Enter my rather hacked-together solution: an “All Comments” page that displays a forum-like index of recent comments, grouped by post. There are still a few missing pieces – mainly timezone options (everything is in Atlantic Time right now, aka GMT-4) and the ability for readers to create a new thread (a la a real forum). But it’s close enough to make live at this point and add it to the navigation links on the lefthand side.
If anyone is interested in the technical details, read on.
One of the main reasons I’ve stuck with WordPress for the last few years is its flexibility – quite a lot can be accomplished by working within the WordPress template / theming system. And if you want to do something that’s not possible with WordPress’ built-in functionality, then the PHP + MySQL foundation makes it fairly easy to work around WordPress and read directly from its database.

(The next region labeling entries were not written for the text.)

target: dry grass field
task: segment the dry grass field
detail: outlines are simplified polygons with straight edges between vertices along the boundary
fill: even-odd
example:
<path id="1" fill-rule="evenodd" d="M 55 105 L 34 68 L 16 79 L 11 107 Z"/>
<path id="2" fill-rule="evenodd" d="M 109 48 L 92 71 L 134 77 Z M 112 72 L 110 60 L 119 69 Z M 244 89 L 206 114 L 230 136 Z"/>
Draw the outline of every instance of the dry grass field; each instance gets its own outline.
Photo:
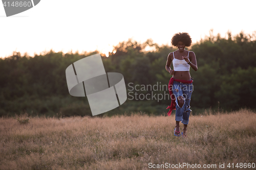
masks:
<path id="1" fill-rule="evenodd" d="M 168 164 L 181 169 L 172 166 L 186 163 L 192 167 L 183 169 L 219 169 L 224 163 L 221 169 L 253 169 L 235 166 L 256 163 L 255 124 L 256 113 L 246 109 L 192 115 L 183 138 L 174 135 L 173 114 L 31 117 L 24 125 L 0 118 L 0 169 L 161 169 L 166 167 L 150 167 Z"/>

The forum-like display of comments uses the second approach. It’s effectively just a page with some PHP code to read from the WordPress database – combined with the Exec-PHP plugin (otherwise, WordPress would prevent the PHP code from executing).
A copy of the code is available here: all-comments.txt (change “.txt” to “.php” to use it). There are a few configuration variables that will be need to be edited so that the script can connect to your WordPress database, starting at line 32. And one final note: yes, I used tables. So if you’re the sort of person who forks the sign of the evil eye whenever you see a "<table>" tag, then you really don’t want to look at the code too closely.